Example: Using bash to create an office document
In my other post ‘How to create an office document from a linux shell’ I take you through just how using text manipulation can automate the creation of an office document.
In this example, I use the sed command to find and replace strings in a text file.
cat wordlist_orig.txt | sed ‘s/change_this/to_that/g’ > wordlist_modified.txt
This command will enter our original text file in to sed, which will then replace a string for every instance it finds in the text. The result will be placed in to a new file called wordlist_modified.txt.
What is regex and how can we use it?
If you don’t already know by now, bash is usually the default shell interpreter in linux, but this would be perfectly valid for other shell interpreters too such as the korn shell (ksh) for example.

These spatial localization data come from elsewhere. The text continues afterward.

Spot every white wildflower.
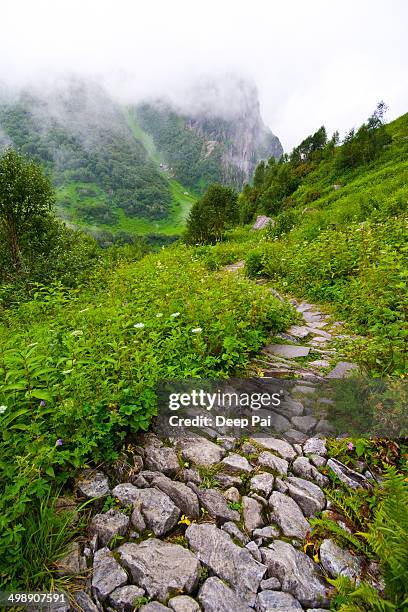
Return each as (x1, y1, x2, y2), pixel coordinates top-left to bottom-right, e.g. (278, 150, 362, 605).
(156, 313, 163, 318)
(191, 328, 202, 333)
(133, 323, 145, 329)
(70, 330, 83, 336)
(170, 312, 180, 318)
(0, 405, 7, 415)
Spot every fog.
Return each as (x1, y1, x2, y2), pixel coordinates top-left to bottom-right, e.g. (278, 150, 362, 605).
(2, 0, 407, 150)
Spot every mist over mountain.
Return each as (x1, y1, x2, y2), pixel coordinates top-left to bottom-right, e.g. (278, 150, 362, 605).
(0, 74, 282, 236)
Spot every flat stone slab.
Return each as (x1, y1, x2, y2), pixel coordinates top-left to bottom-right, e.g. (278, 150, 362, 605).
(117, 539, 201, 601)
(326, 361, 358, 379)
(199, 577, 251, 612)
(186, 523, 266, 606)
(265, 344, 310, 358)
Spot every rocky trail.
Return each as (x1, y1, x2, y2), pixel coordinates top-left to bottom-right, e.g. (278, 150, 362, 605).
(53, 268, 379, 612)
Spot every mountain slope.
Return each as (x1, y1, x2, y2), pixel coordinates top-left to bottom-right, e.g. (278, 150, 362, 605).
(135, 77, 282, 193)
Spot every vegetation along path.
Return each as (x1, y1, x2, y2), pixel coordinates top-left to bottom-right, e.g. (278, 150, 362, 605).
(51, 264, 406, 612)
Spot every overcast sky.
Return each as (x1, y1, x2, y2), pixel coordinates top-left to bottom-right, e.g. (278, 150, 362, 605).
(2, 0, 407, 150)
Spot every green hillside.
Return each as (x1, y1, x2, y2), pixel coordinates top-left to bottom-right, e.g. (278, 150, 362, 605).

Bash has regex capabilities built-in so this is one great tool we have in our arsenal of text manipulation tools.
Regex or ‘Regular Expression’ is a very powerful tool and is most certainly something to practice if you’re wanting to master text manipulation.
I won’t be covering regex here as I will be creating it’s very own post sometime in the future and I will link it here when complete.
Extending bash with programming languages
If you do find yourself becoming familiar with bash and using the linux command line very often then the most obvious programming language to learn would be perl. perl is also supported in bash and we can perform very complex pieces of code that would otherwise take many more lines of code if we were to just write our commands in bash alone.
I notice that when ever I look at job openings on job websites that are looking for someone who writes bash scripts, they will always favour someone who also knows perl, as bash and perl work so good together.
After perl then the next most obvious programming language to extend the linux bash would be Python.
Python isn’t written in bash scripts like how perl is and it will need to be scripted in it’s own file. However, in our bash scripts we can simply call the python script file to execute at any time we like.
Because Python is a high-level programming language and has a lot of support from the community, Python has multiple libraries that would also make complex code using much shorter commands than using bash alone would need.
Hopefully now you have a good understanding on just what ‘Text Manipulation’ is, and why using linux to perform any text manipulation would be a very good choice.
I would certainly recommend trying it out on the command line and create some text files of your own.
The example’s that I give here in this post is only the ‘tip of the iceberg’ so to speak. We could use find and replace text strings in web pages for example too!